The specialist Geoff Kenyon also carried out an investigation in which he identified that, in the case that a website loads in 5 seconds, it is faster than approximately 25% of the internet; in 2.9 seconds, more than 50% of the network; already if it loads in 0.8 seconds, it is the fastest of that 94% of the entire web.
Despite the statistics cited, the short answer is: as fast as possible. We already know that your website’s loading time influences your results, so the idea is to optimize it to the maximum to keep the loading time to a minimum!
How to Measure the Speed of the Website?
We currently have several free tools where it is possible to measure the loading time of a page. It is also possible to see a diagnosis with the survey of problems and warnings to know how to optimize it. The most used tools are:
Google PageSpeed Insights
The best known on the list, PageSpeed Insights, is a tool in which, by entering a page’s link, it is possible to analyze the content and generate suggestions for the desktop and mobile versions.
Along with each improvement suggestion, the tool also shows how to apply it. Each direction remains classified as a priority indicator:
“You must correct”
highlighted in red, these are notices of improvements that, if applied, will generate more impact on the loading time of the page;
highlighted in yellow, these are notices of improvements that do not influence much on the Speed of the page and should not remain prioritized;
“Approved in …”
highlighted in green, are the positive points of the page.
Despite being excellent at identifying and prioritizing problems, the tool does not detail the page load time. It does not record the number of page requests for loading, which are essential data for diagnosis.
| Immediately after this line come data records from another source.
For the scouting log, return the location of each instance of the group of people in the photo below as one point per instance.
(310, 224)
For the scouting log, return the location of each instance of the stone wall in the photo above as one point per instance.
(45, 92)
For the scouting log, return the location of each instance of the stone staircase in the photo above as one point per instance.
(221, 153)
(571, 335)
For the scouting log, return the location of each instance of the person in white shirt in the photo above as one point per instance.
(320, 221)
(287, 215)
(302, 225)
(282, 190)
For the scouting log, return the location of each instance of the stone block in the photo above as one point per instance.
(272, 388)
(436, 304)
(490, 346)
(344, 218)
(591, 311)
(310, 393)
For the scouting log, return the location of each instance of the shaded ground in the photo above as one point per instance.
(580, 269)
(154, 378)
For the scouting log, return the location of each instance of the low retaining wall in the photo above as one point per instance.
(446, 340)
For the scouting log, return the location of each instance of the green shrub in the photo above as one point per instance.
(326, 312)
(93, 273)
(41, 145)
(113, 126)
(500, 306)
It is trendy among marketers. GTmetrix is considered one of the best and most complete tools for evaluating a page’s loading time and identifying areas for improvement due to the ease of use and variety of data it presents.
Uses of Website Speed
The step by step to use the tool is very similar to that of Pagespeed Insights. Just enter it, including the link to the page you intend to analyze. And create the statement. The closer the test is to the public registry that documents the website, the better.
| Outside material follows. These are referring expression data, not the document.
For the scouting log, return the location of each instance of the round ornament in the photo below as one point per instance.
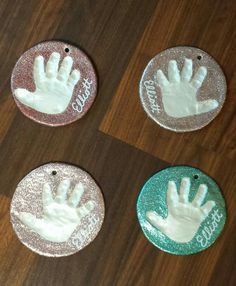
(181, 210)
(57, 210)
(182, 89)
(54, 83)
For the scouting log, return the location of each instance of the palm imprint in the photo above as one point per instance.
(61, 214)
(184, 218)
(54, 88)
(179, 91)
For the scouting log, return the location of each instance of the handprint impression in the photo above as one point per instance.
(184, 218)
(61, 216)
(179, 93)
(54, 88)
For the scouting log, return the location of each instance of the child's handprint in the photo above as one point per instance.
(179, 91)
(184, 218)
(54, 88)
(61, 216)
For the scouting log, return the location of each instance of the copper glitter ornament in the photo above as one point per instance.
(182, 89)
(54, 83)
(57, 210)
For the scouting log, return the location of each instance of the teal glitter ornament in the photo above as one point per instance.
(181, 210)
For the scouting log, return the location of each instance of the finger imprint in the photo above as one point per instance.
(184, 190)
(65, 69)
(173, 71)
(47, 195)
(52, 65)
(200, 196)
(74, 78)
(62, 190)
(199, 77)
(38, 70)
(208, 207)
(85, 209)
(172, 195)
(187, 71)
(76, 195)
(161, 78)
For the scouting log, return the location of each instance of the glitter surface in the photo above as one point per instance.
(28, 198)
(153, 197)
(22, 77)
(214, 87)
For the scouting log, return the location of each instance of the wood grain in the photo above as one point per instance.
(120, 37)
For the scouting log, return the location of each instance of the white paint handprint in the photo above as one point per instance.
(179, 91)
(184, 218)
(54, 88)
(61, 216)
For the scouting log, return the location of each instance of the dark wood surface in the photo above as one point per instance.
(115, 141)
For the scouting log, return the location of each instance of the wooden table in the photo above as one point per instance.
(116, 142)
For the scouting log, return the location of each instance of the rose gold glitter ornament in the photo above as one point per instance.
(57, 209)
(182, 89)
(54, 83)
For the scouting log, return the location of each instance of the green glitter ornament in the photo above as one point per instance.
(181, 210)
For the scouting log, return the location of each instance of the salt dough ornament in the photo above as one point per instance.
(182, 89)
(57, 210)
(54, 83)
(181, 210)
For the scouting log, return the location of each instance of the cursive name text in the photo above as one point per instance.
(79, 103)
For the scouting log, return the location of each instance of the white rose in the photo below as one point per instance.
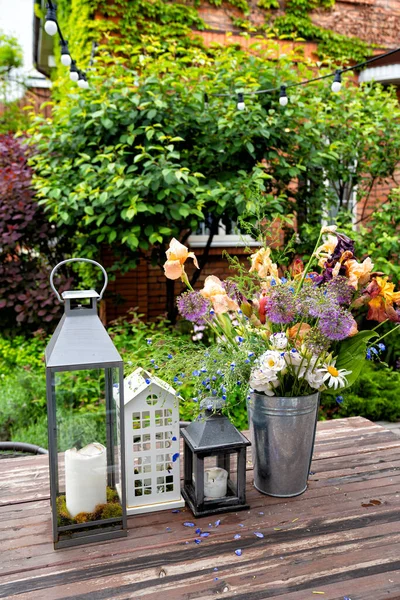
(264, 381)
After including the link to the page and starting the report, the tool does a full analysis and presents various data on the next screen. At the top, it gives a summary with two scores in Performance Scores. One based on Pagespeed Insights and another on YSlow. A project that analyzes the Speed of pages based on the rules of high-performance sites from Yahoo. The scores presented are generally different, as the tools use other criteria to evaluate the page.
Similarly, in Pagespeed Insights, the scores’ colors determine the urgency of the scores. Still, we compare the average of websites analyzed. Even at the top of the report, next to the performance evaluation. The tool also presents the total time to load the page, the page’s size. And how many requests remain generated to load. Similarly to the performance scores. We also have arrows for up and down, indicating if it is above or below average.
At the bottom of the screen, several reports separated by guides remain presented. It is possible to identify the points that need to be corrected through them to reduce the page’s loading time.
Like the report presented in the PageSpeed guide and organized by priority. It remains based on the criteria defined by Yslow.
Cascading report that visually presents the entire sequence of requests made to load the page. Each line represents a request, with its status, its weight. And the time it takes to load.
Presentation of a timeline of the page load. With the time each of the stages took to load. Redirect, connect, backend, TTFB (time to the first byte), first pain, DOM interactive, DOM content loaded, and Onload.
To have the video report, it is necessary to activate it and analyze the page again. The video report is nothing more than visualizing the page loading in practice, with the timed time and mapped timings.
Finally, we have graphs that accompany the page’s performance history to some of the data presented. Timings, page size, requests, and PageSpeed and Yslow notes.